As a product of internationalization, organizations such as the IPSI (Ikatan Pencak Silat
and PERSILAT have tried to collate, systematize and unify Pencak
Silat from across the archipelago for a more
marketable system of self-defence. However, do standardised forms of Pencak Silat do justice to the fundamentals of the art? The
systematization, formalization and standardization of Pencak
Silat for an international audience may help the
distribution and acquisition of movement vocabularies, but it may overlook
distinct properties of the traditional art. Traditional Pencak
Silat teachers do not use the teaching styles made
famous by Japanese, Chinese and Taiwanese martial arts. In fact, Pencak Silat instructors in Indonesia
may be more correctly conceptualized as fight-choreographers rather than self defence instructors. Learning Pencak
Silat is a collaborative exercise between teacher and
student. Teachers grant themselves the freedom to adapt to and be inspired by
their students. Subsequently, Pencak Silat teachers expand the knowledge and movement
vocabularies of their students by increasing their awareness of how to
recognize and escape from danger. Testament to the adaptability of Pencak Silat teachers is the
diversity of styles of Pencak Silat
found throughout the Americas,
Africa, Asia-Pacific, Europe and the Middle East.

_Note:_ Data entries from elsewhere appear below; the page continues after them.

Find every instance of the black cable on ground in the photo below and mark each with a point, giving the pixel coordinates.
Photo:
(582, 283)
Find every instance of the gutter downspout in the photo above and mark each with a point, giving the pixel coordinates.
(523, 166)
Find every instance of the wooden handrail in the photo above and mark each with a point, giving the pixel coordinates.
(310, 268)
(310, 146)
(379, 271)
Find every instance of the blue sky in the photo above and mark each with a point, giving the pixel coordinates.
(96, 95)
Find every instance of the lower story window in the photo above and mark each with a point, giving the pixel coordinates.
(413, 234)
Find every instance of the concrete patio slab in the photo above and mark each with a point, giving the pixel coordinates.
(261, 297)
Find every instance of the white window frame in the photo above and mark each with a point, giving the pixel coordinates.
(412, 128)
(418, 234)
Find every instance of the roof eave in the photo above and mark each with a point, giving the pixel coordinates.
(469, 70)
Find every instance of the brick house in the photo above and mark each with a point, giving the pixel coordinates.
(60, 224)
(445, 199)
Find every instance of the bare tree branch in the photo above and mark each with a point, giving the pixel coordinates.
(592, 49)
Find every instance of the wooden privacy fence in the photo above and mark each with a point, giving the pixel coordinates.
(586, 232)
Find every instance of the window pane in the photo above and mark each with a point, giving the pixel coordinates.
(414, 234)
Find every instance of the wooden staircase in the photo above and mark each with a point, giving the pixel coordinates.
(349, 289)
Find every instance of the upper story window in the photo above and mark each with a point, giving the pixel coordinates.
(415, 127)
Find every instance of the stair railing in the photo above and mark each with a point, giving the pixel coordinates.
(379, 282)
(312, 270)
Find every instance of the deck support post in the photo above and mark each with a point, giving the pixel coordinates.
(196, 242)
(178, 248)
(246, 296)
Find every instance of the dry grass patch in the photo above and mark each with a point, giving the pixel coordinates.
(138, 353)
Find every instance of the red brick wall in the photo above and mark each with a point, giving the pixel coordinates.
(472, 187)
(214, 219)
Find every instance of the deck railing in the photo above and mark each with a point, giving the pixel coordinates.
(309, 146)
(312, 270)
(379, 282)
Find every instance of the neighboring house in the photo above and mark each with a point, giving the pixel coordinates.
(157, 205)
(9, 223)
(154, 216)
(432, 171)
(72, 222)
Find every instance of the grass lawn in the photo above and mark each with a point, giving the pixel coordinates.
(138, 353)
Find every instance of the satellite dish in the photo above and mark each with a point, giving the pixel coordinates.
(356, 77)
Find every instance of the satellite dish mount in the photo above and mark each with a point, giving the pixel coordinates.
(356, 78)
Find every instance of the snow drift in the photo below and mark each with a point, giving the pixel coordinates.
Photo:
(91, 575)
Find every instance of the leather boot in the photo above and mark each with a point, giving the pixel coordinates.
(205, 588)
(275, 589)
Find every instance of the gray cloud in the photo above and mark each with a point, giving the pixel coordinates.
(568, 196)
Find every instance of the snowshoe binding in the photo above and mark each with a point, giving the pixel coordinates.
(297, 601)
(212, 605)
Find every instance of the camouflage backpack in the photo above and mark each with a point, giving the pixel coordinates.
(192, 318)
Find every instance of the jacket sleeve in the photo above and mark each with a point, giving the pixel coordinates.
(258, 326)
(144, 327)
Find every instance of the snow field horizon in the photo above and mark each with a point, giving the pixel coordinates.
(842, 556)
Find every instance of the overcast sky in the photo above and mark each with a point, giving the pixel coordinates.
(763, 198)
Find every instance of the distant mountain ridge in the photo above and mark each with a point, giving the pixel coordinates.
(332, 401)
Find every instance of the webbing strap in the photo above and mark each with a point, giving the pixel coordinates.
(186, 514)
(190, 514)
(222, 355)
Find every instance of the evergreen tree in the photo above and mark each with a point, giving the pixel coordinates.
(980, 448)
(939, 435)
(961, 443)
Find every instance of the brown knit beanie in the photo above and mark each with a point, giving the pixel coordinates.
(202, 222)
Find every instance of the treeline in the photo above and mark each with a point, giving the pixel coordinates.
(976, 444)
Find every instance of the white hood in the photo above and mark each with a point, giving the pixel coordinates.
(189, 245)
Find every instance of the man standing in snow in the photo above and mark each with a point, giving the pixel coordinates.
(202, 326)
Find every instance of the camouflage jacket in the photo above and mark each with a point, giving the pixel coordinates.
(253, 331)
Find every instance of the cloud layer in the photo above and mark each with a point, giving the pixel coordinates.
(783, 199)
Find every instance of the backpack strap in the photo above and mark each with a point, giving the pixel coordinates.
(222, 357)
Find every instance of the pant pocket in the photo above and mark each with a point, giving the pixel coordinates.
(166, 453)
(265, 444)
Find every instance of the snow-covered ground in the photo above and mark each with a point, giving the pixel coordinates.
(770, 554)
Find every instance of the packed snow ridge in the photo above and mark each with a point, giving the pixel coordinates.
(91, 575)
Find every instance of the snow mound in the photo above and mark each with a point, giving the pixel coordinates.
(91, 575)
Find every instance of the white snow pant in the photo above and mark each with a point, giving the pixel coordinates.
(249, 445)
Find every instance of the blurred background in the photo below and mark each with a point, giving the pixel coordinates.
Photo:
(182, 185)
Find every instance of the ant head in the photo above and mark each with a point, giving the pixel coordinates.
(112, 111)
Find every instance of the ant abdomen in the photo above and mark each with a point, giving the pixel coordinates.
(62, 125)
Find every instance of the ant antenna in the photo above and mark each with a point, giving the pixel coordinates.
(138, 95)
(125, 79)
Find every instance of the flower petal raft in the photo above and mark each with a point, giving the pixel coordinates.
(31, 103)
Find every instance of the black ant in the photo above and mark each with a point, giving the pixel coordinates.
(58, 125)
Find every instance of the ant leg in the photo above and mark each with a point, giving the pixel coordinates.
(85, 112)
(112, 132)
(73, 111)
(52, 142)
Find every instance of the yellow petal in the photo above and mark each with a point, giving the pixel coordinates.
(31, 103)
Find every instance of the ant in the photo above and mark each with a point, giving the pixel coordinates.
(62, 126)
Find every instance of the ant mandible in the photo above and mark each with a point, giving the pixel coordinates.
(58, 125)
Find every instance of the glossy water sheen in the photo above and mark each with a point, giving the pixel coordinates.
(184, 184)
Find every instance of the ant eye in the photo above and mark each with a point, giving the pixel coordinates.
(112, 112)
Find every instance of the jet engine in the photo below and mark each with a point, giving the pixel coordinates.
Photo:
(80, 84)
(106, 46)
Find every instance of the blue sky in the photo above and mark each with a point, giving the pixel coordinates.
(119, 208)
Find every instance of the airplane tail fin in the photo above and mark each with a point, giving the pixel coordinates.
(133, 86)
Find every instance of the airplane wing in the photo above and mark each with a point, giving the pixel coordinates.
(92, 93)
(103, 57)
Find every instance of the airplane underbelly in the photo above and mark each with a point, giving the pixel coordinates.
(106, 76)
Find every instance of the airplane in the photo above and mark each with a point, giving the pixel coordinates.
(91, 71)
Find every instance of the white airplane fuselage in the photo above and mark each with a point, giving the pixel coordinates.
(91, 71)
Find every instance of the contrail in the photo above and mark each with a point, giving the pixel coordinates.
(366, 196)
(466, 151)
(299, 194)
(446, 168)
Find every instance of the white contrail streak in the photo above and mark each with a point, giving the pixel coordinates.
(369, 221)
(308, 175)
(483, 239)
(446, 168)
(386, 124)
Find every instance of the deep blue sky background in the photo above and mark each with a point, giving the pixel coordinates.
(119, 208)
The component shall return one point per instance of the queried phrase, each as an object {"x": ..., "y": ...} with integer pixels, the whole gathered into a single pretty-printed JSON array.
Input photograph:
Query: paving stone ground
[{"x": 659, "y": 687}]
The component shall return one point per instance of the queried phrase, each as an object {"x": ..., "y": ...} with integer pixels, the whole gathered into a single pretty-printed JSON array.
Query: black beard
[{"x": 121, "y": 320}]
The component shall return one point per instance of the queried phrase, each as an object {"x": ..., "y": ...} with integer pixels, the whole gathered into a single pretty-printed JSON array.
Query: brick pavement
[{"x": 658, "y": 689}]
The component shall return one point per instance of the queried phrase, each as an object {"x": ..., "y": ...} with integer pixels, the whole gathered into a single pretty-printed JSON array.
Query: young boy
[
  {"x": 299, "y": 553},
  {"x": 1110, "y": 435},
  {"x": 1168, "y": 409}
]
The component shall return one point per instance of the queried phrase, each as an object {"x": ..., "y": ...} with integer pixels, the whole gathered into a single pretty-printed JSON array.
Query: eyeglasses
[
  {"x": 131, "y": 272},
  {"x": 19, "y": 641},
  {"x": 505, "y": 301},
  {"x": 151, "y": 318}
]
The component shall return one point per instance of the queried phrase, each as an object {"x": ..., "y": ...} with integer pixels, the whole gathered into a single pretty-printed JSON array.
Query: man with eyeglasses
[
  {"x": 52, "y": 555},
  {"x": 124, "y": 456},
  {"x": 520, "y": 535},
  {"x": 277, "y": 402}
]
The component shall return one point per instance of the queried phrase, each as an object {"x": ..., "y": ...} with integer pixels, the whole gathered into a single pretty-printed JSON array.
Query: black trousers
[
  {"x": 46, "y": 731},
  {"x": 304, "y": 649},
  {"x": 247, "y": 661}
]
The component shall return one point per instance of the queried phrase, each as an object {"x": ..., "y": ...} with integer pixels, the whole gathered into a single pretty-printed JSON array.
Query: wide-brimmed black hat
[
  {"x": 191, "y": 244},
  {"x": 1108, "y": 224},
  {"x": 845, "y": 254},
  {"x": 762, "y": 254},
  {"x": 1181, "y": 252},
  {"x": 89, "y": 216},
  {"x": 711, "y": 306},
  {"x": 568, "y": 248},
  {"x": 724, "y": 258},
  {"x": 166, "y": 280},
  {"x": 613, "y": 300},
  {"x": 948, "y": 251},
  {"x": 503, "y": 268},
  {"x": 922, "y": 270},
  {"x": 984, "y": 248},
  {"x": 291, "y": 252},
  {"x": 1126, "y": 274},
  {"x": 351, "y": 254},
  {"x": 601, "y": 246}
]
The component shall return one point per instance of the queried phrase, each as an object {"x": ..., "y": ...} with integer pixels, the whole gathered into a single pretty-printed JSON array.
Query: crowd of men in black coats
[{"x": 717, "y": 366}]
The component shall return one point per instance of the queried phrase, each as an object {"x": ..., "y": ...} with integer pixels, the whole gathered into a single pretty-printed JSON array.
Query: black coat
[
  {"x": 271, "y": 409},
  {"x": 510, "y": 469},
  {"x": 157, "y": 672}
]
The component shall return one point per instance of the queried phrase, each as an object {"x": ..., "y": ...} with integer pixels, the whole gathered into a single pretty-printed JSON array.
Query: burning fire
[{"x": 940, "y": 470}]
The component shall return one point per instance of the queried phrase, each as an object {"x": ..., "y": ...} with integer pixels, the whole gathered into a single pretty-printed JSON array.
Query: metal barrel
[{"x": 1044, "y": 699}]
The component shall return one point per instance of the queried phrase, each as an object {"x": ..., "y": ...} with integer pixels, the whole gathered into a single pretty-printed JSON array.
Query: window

These styles have arisen through the interaction of Indo-Malayan instructors
with foreign students. However, these idiosyncratic styles are often less
popular and less widely spread than the more standardized styles of Pencak Silat such as Silat Perisai Diri.
Silat Perisai Diri is a highly systematized style of Pencak
Silat that allows many students to be taught at once.
More traditional styles of teaching only allow for a few students to be taught
at a time. The essence of Pencak Silat
may not necessarily be found in systematic teaching of various movement
sequences. Just as traditional Indo-Malayan music is taught without notation,
so too is traditional Pencak Silat
movement taught without an over-riding system but with an underlying feeling.
While those international Pencak Silat
schools that practice standardized forms of the art may be performing
traditional movements, those schools with no systematized teaching styles may
in fact be performing traditional knowledge.